Don't worry, I've got a few words for all of you Black PWI alumni who get some kind of weird glee at watching HBCU students/alumni engage in online foolishment. Ask yourselves why you need to replicate these cultural experiences on your campuses? The grass may be greener on your side of the fence, but you don't seem to be having nearly as much fun over there. We see you hanging out at our Homecomings wearing those HBCU-ish shirts like we don't know y'all are crashing the party.
Because this BYU dance team clip also resurfaces every Fall, I need folks to recognize that PWI bands have gotten hip and can play Cameo's Talking Out da Side of Ya Neck too. (OK, not at all the same...but that's the point.
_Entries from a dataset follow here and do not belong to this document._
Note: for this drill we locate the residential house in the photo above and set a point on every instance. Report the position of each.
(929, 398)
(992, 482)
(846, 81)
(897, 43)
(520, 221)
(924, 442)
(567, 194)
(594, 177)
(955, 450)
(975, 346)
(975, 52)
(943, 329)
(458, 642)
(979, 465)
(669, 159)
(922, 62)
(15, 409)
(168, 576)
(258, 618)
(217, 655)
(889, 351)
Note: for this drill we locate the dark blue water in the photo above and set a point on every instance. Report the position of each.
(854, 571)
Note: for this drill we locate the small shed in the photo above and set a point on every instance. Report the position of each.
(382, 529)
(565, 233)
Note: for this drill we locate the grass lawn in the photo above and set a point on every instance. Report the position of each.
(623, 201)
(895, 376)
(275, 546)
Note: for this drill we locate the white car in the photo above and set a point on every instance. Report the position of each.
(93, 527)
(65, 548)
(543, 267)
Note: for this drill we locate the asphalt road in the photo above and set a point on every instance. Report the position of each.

You know what's been up since Dreamgirls in 2006.)
Which is why I am here to tout the message that you already know needs to be shouted from the rooftops: HBCU Just Give!
- Pay the damn tailgate fee like you paid that $40 parking fee at MetLife stadium.
- Participate in whatever corny Homecoming challenge your school devises as a backdoor fundraising effort.
- Buy a pennant from your campus bookstore to send to school with your child(ren) for their guidance counselor to put on display.
- Stock up on new gear from an HBCU alumni-owned vendor, because you know none of that stuff sold at Sam's Club or FanDuel is all that unique.
- Donate to a local food bank near the campus.
- If you are living HBCU-ish at a PWI, we're not disinviting you to the festivities. But you can't leave with a plate and try to pass it off like you made the mac n' cheese. Give credit where it is due.
I'm not saying anything you haven't read on this blog in the past. The issues facing our institutions are bigger than who got booked on a talk show, especially when that same host also gave a national platform to the new Fisk University gymnastics team. An HBCU is attempting to build a program that could produce Olympic-level Black athletes like Simone Biles and Gabby Douglass, but y'all are arguing on social media about who gets credit for twerking on television...
Don't raise Auntie's pressure with that nonsense. Put your money where your mouth is and just give.